On savait le projet ambitieux, on ignorait à quel point il était allé loin. Dans un entretien au Corriere della Sera, Paolo Maldini revient sur son passage éclair à la direction sportive de la sélection italienne, et sur le technicien de rêve qu'il avait presque convaincu.
Passé brièvement par la direction sportive de la Squadra Azzurra, Paolo Maldini nourrissait une ambition démesurée : une refonte complète du football italien, portée par un entraîneur de tout premier plan. L'ancien capitaine du Milan visait Pep Guardiola, et à ce titre, il n'avait pas manqué de le faire savoir publiquement. Dans un entretien au Corriere della Sera, Maldini révèle d'ailleurs que le contact est allé bien plus loin qu'une simple prise de température. « Avec Guardiola, nous avons étudié les effectifs, des moins de 17 ans et au-dessus », raconte-t-il, assurant que le Catalan avait « même commencé à écrire les compositions ».
Le volet financier avait rapidement été évoqué, mais l'Italien l'assure, l'argent n'a jamais rien bloqué. Maldini rapporte à ce titre une phrase symbolique de Pep Guardiola : « Donnez-moi un euro de moins que le dernier sélectionneur et je suis partant. » Maldini est catégorique, Guardiola « n'a pas refusé pour l'argent ». En cause, plutôt, la fatigue accumulée et une opération du dos, résumée par l'intéressé d'une formule : « J'étais fatigué après dix années épuisantes en Premier League. »
Quid de la polémique Pirlo ?
Une fois l'option Guardiola définitivement écartée, Maldini avait un plan B parfaitement défini en tête : Andrea Pirlo, qu'il jugeait « fin prêt » malgré son expérience limitée.
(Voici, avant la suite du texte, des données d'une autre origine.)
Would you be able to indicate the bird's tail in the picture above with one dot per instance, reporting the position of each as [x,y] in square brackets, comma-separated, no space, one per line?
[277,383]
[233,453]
Un argument qu'il balaie d'ailleurs d'une comparaison assassine : « Quel CV avaient les deux derniers entraîneurs champions du monde, Scaloni et De la Fuente ? » La polémique liée aux liens de Pirlo avec une société de paris n'y change rien à ses yeux : « C'était un prétexte », tranche-t-il, assurant qu'« il n'y avait aucun obstacle légal » et que l'intéressé était prêt à rompre ce partenariat pour lever tout doute.
Le projet s'est fracassé sur un désaccord de fond avec le président de la fédération, G. Malagò, jusqu'à rendre la mission impossible. Estimant ne plus disposer de l'indépendance promise, Maldini a fini par claquer la porte : « Nous avons présenté notre démission car les conditions de confiance n'existaient plus. » Et l'ancien défenseur assume, sans le moindre regret, la ligne qui fut la sienne : « Si défendre ma fonction, c'est être intransigeant, alors je suis intransigeant. »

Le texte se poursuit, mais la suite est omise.